Background: Sufficient left ventricular volume is required for patients with tetralogy of Fallot (TOF) who are going to have biventricular repair. In this study, we investigated the utility of the electrocardiogram to evaluate left ventricular volume in patients with TOF.

Method: Patients whose left ventricular (LV) end-diastolic volume was lower than 80% of normal were defined as having a small LV. Seven patients with TOF who had to undergo Blalock-Taussig shunt surgery because of a small LV were assigned to group S. Twenty patients with TOF who had sufficient LV volume were assigned to group G. The amplitudes of the Q wave of V5-7 leads (QV5-QV7), the S wave of V1 lead, and the R wave of the II, III, aVf, and V5-7 leads of the electrocardiogram were evaluated.

Results: The amplitude of QV5 was 0 mV in all cases in group S, which was significantly smaller than that in group G (0 vs 0.01 mV, P = 0.028).

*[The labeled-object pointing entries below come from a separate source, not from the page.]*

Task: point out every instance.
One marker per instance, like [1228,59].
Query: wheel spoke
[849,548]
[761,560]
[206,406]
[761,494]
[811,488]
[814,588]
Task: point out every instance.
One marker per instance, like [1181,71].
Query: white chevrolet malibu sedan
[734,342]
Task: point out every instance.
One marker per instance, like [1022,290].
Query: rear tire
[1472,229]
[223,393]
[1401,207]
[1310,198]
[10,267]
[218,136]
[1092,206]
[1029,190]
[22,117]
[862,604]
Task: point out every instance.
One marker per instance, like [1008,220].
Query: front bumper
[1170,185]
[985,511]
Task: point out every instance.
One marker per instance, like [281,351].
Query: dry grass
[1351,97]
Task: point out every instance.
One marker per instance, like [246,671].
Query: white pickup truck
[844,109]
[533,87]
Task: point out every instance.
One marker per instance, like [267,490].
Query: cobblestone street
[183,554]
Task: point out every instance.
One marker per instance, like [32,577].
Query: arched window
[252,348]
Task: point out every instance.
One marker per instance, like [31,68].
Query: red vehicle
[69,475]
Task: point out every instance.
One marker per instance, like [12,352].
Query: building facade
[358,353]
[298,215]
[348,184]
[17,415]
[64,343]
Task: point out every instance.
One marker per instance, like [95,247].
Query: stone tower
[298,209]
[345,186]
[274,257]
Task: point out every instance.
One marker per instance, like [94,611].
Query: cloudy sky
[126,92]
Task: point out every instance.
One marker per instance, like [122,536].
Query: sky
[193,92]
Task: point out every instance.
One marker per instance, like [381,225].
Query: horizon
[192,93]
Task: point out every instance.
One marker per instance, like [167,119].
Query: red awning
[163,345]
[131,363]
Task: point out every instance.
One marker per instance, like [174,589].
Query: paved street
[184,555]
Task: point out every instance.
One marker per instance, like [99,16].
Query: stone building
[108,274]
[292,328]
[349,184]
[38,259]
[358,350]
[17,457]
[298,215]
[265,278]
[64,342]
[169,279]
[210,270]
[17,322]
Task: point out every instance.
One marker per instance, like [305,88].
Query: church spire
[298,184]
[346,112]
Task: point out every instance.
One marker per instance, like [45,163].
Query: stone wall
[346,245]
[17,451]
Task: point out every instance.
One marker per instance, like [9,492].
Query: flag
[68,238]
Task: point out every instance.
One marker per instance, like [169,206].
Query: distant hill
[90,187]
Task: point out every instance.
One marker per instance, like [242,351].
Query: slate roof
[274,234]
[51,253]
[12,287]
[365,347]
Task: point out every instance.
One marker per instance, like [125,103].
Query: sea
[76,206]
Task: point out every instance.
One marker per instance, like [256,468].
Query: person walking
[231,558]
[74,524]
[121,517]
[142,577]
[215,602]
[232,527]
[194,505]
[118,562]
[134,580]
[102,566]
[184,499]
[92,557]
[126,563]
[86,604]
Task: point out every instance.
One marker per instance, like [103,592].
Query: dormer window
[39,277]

The frequency of absent QV5 was significantly higher in group S than in group G (100% vs 50%, P = 0.026). Absent QV5 showed 100% sensitivity, 50% specificity, and a negative predictive value of 100% for a small LV.

Conclusions: In TOF, the amplitude of the septal Q wave reflects LV volume. In particular, the absence of QV5 suggests a small LV end-diastolic volume, which is lower than 80% of normal.